Fu proprio in quel mentre, dove mi sentivo spappolato fra la routine di una sequenza già vissuta prima che succedesse, e la dannata ribellione del mio senso estetico a tutto schifo e quel via vai di follia senza meta e di formiche agitate, che un moto reazionario crebbe in un momento dentro di me per farmi esplodere. Dovevo sostituirmi a quella realtà che stavo subendo passivamente. La portiera scattò e fui pronto a scendere. Mi rifugiai nel mio sguardo che adesso voleva ignorare tutto e fuggire. Fissavo l' albero e quel cancello chiuso. Dentro, un giardino abbandonato dove topi e forse serpenti potevano gozzovigliare a piacimento, il tutto a 4 metri dall' asfalto e a 10 dagli stalli della stazione dei pullman. Guardavo tutto nei minimi particolari, ferocemente mi incaponivo sulle scritte ' amore sul cancello e sulle celtiche e falci e martello. Le oscenità che mi stavano riempiendo gli occhi erano comunque riuscite a distogliermi da quell' oblio più vergognoso dentro il quale avevo rischiato di precipitare prima. Avevo dimenticato l' esistenza del chiosco, e la stessa esistenza del "nasone". Non volevo vedere nulla, tant' e' che nell' attesa volsi lo sguardo verso la diramazione della tangenziale e ne raccolsi anche qualche foto. Pensai: "sopra il cemento vedo il cielo", dunque val pur la pena del cemento negli occhi se serve ad osservare il cielo.
Distante da tutto il resto, solo dopo qualche lungo minuto riuscii a dirigere lo sguardo e a ritornare sul terreno. Fu in quel momento che una coppia di persone anziane stava attraversando. Vestiti lisi ed un' età avanzata che non nascondeva acciacchi. Il passo di lui che claudicante si aggrappava a lei, e lei lo sorreggeva. Una giacca e un pantalone largo su delle "Superga" ai piedi. Lei rigorosa. Ce la faceva più di lui, nella sua capigliatura attenta ed ordinata l' ancora viva voglia di sentirsi donna. Isolavo nell' immediato il concetto di dignità e tutto l' amore di una vita esploso in quel tenero gesto. Li fissavo da lontano, mentre piano stavano arrivando.
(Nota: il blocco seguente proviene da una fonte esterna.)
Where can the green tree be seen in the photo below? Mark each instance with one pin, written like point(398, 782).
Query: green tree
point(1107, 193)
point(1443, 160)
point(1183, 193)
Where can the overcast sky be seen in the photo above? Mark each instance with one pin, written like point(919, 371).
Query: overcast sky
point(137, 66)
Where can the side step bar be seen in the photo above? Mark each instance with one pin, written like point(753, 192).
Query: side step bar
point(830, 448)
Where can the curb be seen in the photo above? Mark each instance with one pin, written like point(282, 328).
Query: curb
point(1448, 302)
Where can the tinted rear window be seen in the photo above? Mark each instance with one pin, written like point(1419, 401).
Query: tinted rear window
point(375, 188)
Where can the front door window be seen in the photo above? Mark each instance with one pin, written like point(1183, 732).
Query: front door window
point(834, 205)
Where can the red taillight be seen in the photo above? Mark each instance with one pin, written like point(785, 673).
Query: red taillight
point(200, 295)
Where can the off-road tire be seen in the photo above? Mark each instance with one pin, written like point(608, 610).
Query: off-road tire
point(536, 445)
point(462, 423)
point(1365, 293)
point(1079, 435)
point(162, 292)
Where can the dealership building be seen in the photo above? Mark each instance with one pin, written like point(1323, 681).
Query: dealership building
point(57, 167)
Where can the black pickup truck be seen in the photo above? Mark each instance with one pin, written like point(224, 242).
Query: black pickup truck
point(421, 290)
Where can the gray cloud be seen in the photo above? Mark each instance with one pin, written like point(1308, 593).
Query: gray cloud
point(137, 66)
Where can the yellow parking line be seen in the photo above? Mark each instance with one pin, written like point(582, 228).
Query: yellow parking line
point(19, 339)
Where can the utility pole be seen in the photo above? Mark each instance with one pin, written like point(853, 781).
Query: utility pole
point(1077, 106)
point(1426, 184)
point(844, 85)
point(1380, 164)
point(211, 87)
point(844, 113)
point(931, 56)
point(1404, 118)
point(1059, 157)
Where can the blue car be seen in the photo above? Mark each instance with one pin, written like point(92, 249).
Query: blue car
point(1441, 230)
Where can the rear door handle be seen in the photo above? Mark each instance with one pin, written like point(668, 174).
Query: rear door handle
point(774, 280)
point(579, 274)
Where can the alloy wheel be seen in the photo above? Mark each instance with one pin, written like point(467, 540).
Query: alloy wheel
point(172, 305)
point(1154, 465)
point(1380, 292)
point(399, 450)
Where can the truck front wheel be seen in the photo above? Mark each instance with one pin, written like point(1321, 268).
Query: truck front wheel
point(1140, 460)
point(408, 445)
Rimasto immobile per degli istanti lunghi avevo il fuoco nel mio cuore. Grazie a loro, acceso, ora ero vivo, e parte di quel sogno che vivevano per una intera vita. Null' altro in quegli attimi fu più importante. Il brutto di quella scena era anacronistico al cospetto di quella sagoma di un individuo in due dopo tutti quegli anni. Via la stazione, strappata dal terreno, via gli edifici, volati verso il cielo col cemento, l' asfalto e sospesa, la camminata delle due persone anziane.
Chissà se qualcuno li ascolta ancora e li sostiene, così come fa lei con lui nel suo problema. Io debbo dire grazie a questo amore. Un briciolo di intensità nel piatto mare stanco di quella routine voluta per ammazzarci i desideri. In un solo momento tutto vola via e quello che resta e' immensità di un amore da insegnare, Maestri.